The Bad News is that the environmentalists ARE going to come for your Cheeseburger!

Diving into the impact of animal agriculture on AGW and the life in the Oceans (putting aside the vegan ethical argument)... it was worse than I thought.

The IPCC says that animal agriculture causes ~15-20% of total human CO2e/forcing emissions, which is JUST on the convenient line where it seems like a second tier problem after fossil fuels/electricity/transportation. And that is what the major environmentalist groups are pushing these days... its all fossils, don't worry about your diet!

But digging into the numbers (and reading peer reviewed analyses that try to do so), it seems that that figure is low-balled. Mostly by averaging methane impacts over 100 years, versus its 12 year half life. This choice essentially reduces its impact by 8X. Other analyses put animal agriculture at 50% or higher current contribution to AGW.

Much of that impact is ofc BEEF, and grazed beef is far worse than factory farm beef (cellulose digestion produces methane, eating grains much less so). But grazed beef is a small percentage of total animal protein (and beef) currently produced.

But, but, how is that possible... what about the giant BUFFALO herds all over N America... how did THEY not cause global warming?

This ignores OVERSHOOT. It is estimated that the total mass of all human raised animals alive at any given time is 6X the mass of ALL wild vertebrates 10,000 years ago. So the effluvia of those animals CAN change the climate. In 1950 this figure was only 2X. And this is when very few people around the world eat as much meat as we do in the West!

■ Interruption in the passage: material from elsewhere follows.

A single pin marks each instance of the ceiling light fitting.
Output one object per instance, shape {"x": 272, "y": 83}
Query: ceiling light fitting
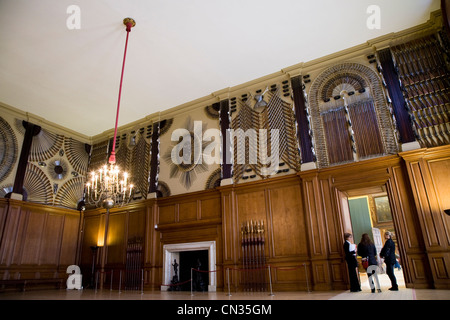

This sort of figure is backed up by more than 35% of global dry land currently being used to graze livestock (while excluding other large animals and predators from that land), and grazing still yielding only a small fraction of animal products by weight/calories.

So I am calling it, another incovenient truth.

While we need to transition to Reneweable Energy and Electrify Everythine to manage (not solve) the CO2 problem, even that will NOT BE ENOUGH. Global meat production/consumption is still climbing, and as I said, some estimates already put it at 50% of current global AGW forcing. So in 20+ years, even when we have done (globally) much that needs to be done to fix the climate, the climate will not be fixed. It will still be getting worse.

And then they WILL come for your cheeseburger.